Returning to Ebola, several studies conclude that the different outbreaks over the last decades have one thing in common: deforestation. The forest in Guinea, where the last outbreak originated, has been reduced to one fifth of its original surface. The invasion of jungles and forests by man favors the contact with zoonotic viruses (such as Ebola) that survive in animal reservoirs but can “jump” to human hosts. Deforestation has also been linked to a surge in malaria, most likely due to the replacement of indigenous species of Anopheles species by other species with increased transmission efficacy. For example, in Trinidad, deforestation followed by the plantation of bromeliads, whose flowers accumulate water, led to the proliferation of Anopheles bellator and an increase in malaria prevalence. In West Africa, deforestation and irrigation have led to a rise in malaria transmitted by Anopheles gambiae in villages close to the forest.    
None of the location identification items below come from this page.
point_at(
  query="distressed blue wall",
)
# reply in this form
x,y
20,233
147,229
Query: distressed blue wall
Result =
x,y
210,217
This map gives an idea of the terrifying rate of forest loss over the last 15 years:

3. Urbanization

A century ago, only 20% of the world population lived in cities (5% in less developed countries). As the following map shows, urban growth has dramatically increased in the last 40 years.  

Fuente: http://www.nature.com/articles/sdata201634

Currently, 4 billion people live in urban centres, with one out of three people living in slums. These megacities are incubators for new epidemics. To start with, they are much more efficient in propagating deadly diseases such as Ebola, since infected people can in turn infect many others in close proximity before dying. In addition, poor housing conditions favor the proliferation of diseases vectors such as rats and insects. An example is the kissing bug that transmits Chagas disease and that is on the rise in periurban areas of Latin America, or the Aedes aegypti mosquito that has adapted perfectly to live with and feed on humans and breed in cities (more than 75% of the population in the Americas lives in urban zones infested with the mosquito).   

4. Climate Change

Before the identification of infectious agents, humans had already understood that climate conditions affect infectious diseases: the Romans, for example, moved to their villas in the hills during the summer to avoid getting malaria.  

There is evidence that the risk of malaria epidemics increases five-fold in the year following an El Niño event

The rise in global average temperatures over the last decades (see the map) will forcefully have an impact on the prevalence and distribution of diseases and their vectors. The impact of climate is particularly true for disease transmitted by mosquitoes, since they cannot survive in low temperatures. There is evidence that the risk of malaria epidemics increases five-fold in the year following an El Niño event, and some models predict that an increase in 2-3º C will lead to several hundred million additional persons living in risk of malaria (climate-wise). However, predicting the long-term impact of climate change on the incidence of insect-borne diseases remains challenging.     

What is more foreseeable is the short-term effect of climate change on water-borne diseases. Torrential rains result in the contamination of water supplies, while higher temperatures promote the proliferation of pathogens such as Vibrio cholerae, the bacterium that causes cholera.   

5. The Zika virus example

The current Zika virus epidemic in the Americas is a perfect example of a virus that spread thanks to the widespread distribution of its vector, Aedes aegypti, and that provoked a large-scale epidemic among a population with no previous immunity against it. The result of this “journey”, which is shown in the map below, is the following: a relatively irrelevant and harmless virus has caused an epidemic of huge socioeconomic impact that falls disproportionately on the most vulnerable populations (pregnant women) and the poorest countries of the region.    

The solutions to the health problems (...) must be addressed through an interdisciplinary and international approach

To say that health is global not only means that pathogens initially confined to remote areas can now spread with unprecedented speed and pose a global threat. It also implies that the solutions to the health problems that currently affect us no longer depend on actions by individual countries, but must be addressed through an interdisciplinary and international approach.